After all, to reject wokeness out of hand might see one condemned as a bigot, and few of us want that.
Many of us tolerate, with a shrug, assertions which seem ridiculous, but about which it would be unkind, ill-mannered or self-regarding to make a fuss.
If in order to maintain one’s organisation’s reputation one must have unisex lavatories, that may not seem a high price to pay. A friend of mine with chronic illness says the NHS has achieved this in the hospitals she visits by relabelling the toilets which are for the use of the disabled.
The decline in Christianity has left a void, in which the need for some other generally accepted system of moral guidance is felt, and it is generally more practical for an organisation to buy in an ersatz religion than to invent one of its own.
James Marriott yesterday remarked in The Times,
“The similarities between the ‘woke’ movement and Calvinism scarcely need elaborating: the obsession with heretics, with spiritual purity, with the idea that we all bear the ‘original sin’ of prejudice.”
We have also seen a growing aversion to risk: it is safer to obey rules than to take responsibility for decisions.
Teachers a generation or two ago had more discretion, which meant if they had the necessary personal qualities they could exercise greater authority: could be leaders in their sphere.
In the age of the mobile phone, opportunities for independent action are less, because appeal can at once be made to a more senior “line manager”.
In this connection, one may note that many fewer teachers, in both schools and universities, are staunch small-c conservatives.
Businesses which wish to recruit the best products of those schools and universities tend to assume it is best to woo the young with wokeness.
Keynes remarked that practical men, who believe themselves to be exempt from any intellectual influences, “are usually the slaves of some defunct economist”.
He added that few people are influenced by new theories after the age of 25 or 30.

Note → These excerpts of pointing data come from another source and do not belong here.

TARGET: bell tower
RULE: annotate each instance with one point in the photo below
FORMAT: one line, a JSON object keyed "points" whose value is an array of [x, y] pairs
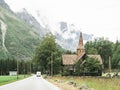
{"points": [[80, 48]]}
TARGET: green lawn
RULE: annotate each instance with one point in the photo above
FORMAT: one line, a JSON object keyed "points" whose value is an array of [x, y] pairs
{"points": [[93, 82], [9, 79]]}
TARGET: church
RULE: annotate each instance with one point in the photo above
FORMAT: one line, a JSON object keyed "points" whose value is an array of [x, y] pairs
{"points": [[70, 60]]}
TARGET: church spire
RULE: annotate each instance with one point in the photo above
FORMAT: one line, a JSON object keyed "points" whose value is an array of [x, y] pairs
{"points": [[80, 48]]}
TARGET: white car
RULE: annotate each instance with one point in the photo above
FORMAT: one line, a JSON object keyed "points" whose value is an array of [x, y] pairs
{"points": [[38, 74]]}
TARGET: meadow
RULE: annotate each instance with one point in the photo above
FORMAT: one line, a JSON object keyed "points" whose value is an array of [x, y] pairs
{"points": [[97, 83], [9, 79]]}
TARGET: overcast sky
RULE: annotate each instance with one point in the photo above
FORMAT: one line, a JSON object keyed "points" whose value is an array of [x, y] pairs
{"points": [[98, 17]]}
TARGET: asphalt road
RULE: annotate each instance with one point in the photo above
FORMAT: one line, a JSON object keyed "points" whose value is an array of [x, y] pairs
{"points": [[31, 83]]}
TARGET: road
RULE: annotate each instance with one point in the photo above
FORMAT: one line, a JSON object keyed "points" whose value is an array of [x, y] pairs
{"points": [[31, 83]]}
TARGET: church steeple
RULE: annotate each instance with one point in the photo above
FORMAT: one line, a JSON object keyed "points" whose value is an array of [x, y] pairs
{"points": [[80, 48]]}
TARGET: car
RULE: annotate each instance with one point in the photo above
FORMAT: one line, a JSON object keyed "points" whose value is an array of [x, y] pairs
{"points": [[38, 74]]}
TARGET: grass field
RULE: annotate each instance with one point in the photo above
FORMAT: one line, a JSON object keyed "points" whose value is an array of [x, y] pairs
{"points": [[9, 79], [92, 82]]}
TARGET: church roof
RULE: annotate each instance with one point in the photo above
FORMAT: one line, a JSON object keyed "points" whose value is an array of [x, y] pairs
{"points": [[68, 59], [80, 44], [98, 57]]}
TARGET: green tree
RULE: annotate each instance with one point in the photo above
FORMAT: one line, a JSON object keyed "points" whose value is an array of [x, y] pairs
{"points": [[93, 66]]}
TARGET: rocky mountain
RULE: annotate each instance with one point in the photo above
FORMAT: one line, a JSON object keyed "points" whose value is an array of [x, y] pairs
{"points": [[32, 22], [17, 39], [69, 36]]}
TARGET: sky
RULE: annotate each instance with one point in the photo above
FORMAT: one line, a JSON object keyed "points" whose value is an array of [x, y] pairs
{"points": [[98, 17]]}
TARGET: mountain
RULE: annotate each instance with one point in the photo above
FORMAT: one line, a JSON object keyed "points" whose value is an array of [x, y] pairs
{"points": [[68, 36], [32, 22], [17, 39]]}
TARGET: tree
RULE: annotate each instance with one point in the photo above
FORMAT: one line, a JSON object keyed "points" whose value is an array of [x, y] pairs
{"points": [[93, 66], [47, 56]]}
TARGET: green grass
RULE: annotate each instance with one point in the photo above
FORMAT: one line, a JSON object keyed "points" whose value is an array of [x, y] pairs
{"points": [[93, 82], [8, 79]]}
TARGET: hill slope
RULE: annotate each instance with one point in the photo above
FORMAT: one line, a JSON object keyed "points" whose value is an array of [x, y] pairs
{"points": [[17, 39]]}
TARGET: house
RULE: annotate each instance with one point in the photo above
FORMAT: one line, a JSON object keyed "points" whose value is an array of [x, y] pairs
{"points": [[70, 60]]}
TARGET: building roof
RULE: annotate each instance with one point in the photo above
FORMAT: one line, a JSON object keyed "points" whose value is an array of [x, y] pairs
{"points": [[71, 59], [80, 44], [98, 57]]}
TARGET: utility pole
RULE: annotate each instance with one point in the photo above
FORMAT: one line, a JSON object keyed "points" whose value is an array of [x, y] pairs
{"points": [[109, 65], [17, 66], [51, 66]]}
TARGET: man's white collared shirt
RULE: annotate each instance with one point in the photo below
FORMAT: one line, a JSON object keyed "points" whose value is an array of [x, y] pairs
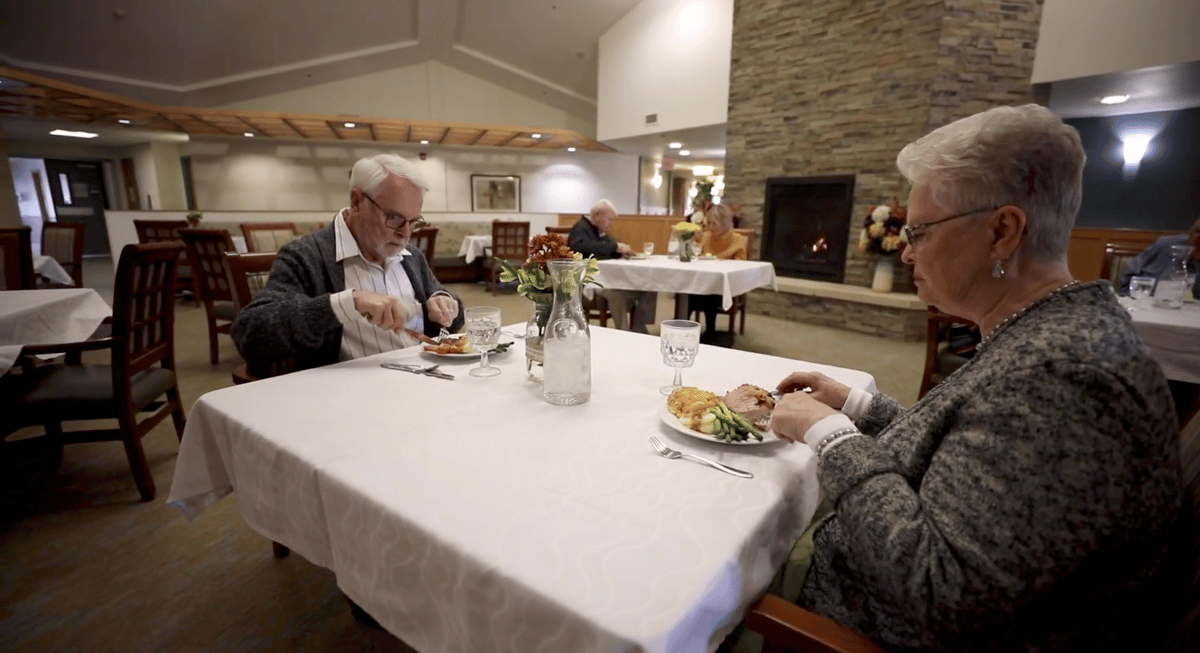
{"points": [[359, 336]]}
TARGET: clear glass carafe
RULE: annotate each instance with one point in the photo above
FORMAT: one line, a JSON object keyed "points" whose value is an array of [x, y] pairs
{"points": [[567, 343], [1173, 282]]}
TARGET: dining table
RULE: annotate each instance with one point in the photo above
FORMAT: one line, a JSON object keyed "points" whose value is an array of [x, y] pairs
{"points": [[469, 514], [51, 316], [1173, 335], [699, 276]]}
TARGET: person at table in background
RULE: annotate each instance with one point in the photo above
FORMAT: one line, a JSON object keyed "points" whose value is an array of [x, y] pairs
{"points": [[353, 287], [1155, 259], [591, 237], [1027, 502], [720, 240]]}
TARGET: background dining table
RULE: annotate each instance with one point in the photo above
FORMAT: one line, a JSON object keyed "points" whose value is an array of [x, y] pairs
{"points": [[472, 515], [47, 317]]}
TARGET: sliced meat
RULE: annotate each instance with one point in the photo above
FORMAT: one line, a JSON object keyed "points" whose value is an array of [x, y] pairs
{"points": [[751, 402]]}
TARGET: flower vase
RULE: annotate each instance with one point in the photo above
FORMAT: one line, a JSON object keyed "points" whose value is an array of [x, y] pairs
{"points": [[535, 331], [685, 247], [885, 274], [567, 342]]}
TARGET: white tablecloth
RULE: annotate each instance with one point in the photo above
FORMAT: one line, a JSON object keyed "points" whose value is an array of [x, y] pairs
{"points": [[727, 279], [51, 269], [472, 515], [47, 317], [1173, 336], [473, 246]]}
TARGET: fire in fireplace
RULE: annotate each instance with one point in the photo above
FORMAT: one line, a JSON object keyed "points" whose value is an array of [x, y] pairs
{"points": [[807, 226]]}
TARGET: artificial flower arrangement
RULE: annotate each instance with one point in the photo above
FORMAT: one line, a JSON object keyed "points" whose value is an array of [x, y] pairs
{"points": [[883, 229], [533, 275]]}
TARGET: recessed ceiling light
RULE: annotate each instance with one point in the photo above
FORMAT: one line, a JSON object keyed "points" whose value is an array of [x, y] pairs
{"points": [[73, 135]]}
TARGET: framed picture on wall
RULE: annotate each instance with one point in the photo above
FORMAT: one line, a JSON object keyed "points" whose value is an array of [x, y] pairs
{"points": [[496, 193]]}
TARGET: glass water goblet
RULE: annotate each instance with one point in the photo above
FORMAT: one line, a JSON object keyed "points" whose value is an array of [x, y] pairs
{"points": [[1140, 287], [679, 343], [483, 333]]}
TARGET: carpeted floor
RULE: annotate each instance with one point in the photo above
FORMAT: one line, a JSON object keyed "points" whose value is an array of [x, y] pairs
{"points": [[88, 567]]}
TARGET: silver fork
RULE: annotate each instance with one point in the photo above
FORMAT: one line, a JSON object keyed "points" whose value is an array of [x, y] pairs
{"points": [[667, 453]]}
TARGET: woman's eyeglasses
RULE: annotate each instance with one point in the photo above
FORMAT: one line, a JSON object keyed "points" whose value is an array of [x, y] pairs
{"points": [[394, 220], [912, 233]]}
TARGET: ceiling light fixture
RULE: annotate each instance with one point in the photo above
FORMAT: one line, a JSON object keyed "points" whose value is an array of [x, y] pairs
{"points": [[73, 135]]}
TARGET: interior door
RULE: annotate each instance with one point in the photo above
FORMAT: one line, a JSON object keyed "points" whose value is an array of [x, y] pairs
{"points": [[77, 189]]}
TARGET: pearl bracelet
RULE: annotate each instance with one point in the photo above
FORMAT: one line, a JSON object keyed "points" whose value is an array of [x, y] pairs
{"points": [[832, 437]]}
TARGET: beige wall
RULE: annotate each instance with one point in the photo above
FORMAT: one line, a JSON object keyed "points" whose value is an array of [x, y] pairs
{"points": [[421, 91]]}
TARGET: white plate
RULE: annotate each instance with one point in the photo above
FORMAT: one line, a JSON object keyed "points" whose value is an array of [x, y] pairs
{"points": [[468, 354], [673, 421]]}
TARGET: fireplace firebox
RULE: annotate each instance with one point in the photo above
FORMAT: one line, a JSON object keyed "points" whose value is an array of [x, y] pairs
{"points": [[807, 226]]}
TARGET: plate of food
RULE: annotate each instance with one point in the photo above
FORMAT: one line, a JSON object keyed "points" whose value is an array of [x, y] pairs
{"points": [[741, 417], [460, 347]]}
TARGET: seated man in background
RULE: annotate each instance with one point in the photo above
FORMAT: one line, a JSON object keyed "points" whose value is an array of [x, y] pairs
{"points": [[352, 288], [589, 237], [1155, 259]]}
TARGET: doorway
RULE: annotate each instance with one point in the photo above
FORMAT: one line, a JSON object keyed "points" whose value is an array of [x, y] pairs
{"points": [[77, 190]]}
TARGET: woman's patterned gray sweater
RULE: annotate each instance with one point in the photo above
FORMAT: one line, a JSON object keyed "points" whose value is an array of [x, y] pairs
{"points": [[1024, 504]]}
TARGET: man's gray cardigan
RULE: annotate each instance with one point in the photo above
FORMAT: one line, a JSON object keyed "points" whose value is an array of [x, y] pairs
{"points": [[292, 317], [1024, 504]]}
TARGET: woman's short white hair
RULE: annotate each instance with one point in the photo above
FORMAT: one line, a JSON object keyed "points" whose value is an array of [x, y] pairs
{"points": [[371, 171], [603, 205], [1025, 156]]}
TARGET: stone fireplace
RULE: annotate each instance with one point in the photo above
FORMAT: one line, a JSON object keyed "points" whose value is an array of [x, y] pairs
{"points": [[837, 88]]}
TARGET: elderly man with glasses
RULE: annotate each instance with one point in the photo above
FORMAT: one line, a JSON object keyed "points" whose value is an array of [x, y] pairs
{"points": [[354, 287]]}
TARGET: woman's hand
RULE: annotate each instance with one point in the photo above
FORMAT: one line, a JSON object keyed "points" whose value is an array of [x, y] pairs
{"points": [[796, 413], [822, 388]]}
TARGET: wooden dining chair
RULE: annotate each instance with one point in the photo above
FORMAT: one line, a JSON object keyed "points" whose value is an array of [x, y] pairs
{"points": [[63, 241], [207, 250], [426, 239], [16, 258], [268, 237], [166, 231], [510, 241], [141, 370]]}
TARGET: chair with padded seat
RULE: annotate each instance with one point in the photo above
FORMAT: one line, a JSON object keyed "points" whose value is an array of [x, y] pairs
{"points": [[63, 241], [510, 241], [268, 237], [207, 249], [141, 369], [166, 231], [16, 258]]}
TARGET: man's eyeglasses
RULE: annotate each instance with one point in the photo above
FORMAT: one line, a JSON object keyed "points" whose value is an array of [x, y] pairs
{"points": [[913, 233], [395, 221]]}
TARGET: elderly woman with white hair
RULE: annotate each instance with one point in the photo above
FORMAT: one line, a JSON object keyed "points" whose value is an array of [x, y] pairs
{"points": [[1029, 501]]}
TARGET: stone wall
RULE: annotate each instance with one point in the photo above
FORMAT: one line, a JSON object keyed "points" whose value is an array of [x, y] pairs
{"points": [[839, 87]]}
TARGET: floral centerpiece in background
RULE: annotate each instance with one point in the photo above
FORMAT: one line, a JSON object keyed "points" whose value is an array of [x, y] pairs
{"points": [[883, 235], [687, 232], [533, 282]]}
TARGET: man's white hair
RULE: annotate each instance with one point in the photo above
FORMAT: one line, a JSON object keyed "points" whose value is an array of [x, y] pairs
{"points": [[371, 171], [1025, 156], [603, 205]]}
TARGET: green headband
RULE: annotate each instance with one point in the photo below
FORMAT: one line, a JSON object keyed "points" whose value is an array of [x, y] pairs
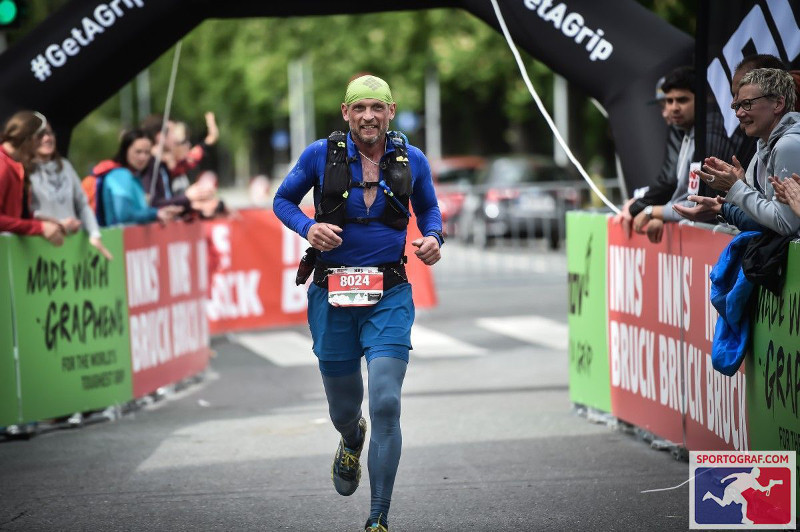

Here, I think, is an often overlooked reason why business has become so “woke”. Many of the people now running the show grew up in the 1960s, when a cultural revolution occurred which had its most formative effect on teenagers. Fink, born in 1952, grew up in California and went to UCLA in the early Seventies.
The influence of the Sixties revolution lasted long after that decade, and gradually became institutionalised: singers whose music at first seemed revolutionary have since risen into the Establishment.
It is the anti-Sixties people, those whose morality was formed in the 1950s or earlier, who have died out. One no longer hears complaints about the corrupting influence of the Sixties.
The abolition of the death penalty, decriminalisation of homosexuality, abolition of the Lord Chamberlain’s powers of theatre censorship, liberalisation of the divorce laws, legalisation of abortion: these and other liberal reforms have become part of the new framework of society.
The pendulum may now, I think, have begun to swing back the other way. Signs of conservatism appear among the young, who are sometimes less drunk and dissolute than their elders.
But the people in charge are not, for the most part, young, and since they found that the shockingly progressive ideas of the Sixties in time became orthodox, they assume that the shockingly progressive ideas of the 2020s will also become orthodox.
An official morality which purports to uphold equality, diversity and inclusiveness serves as a useful cloak for men (they are still mostly men) who become rich beyond the dreams of avarice by getting their boards to pay them preposterous multiples of average pay, perhaps 130 times as much.
If you are ripping off your business by taking out many times more than you put in, a layer of pious hypocrisy, imposed on everyone in the firm by the mighty HR department, can help to conceal what you are doing even from yourself.
Nick Gibb warned at the end of his recent interview with ConHome that many of the young find the vast inequalities which have developed since the 1970s intolerable. How convenient for the Davos class to be able to prate instead about equality, and to believe itself virtuous.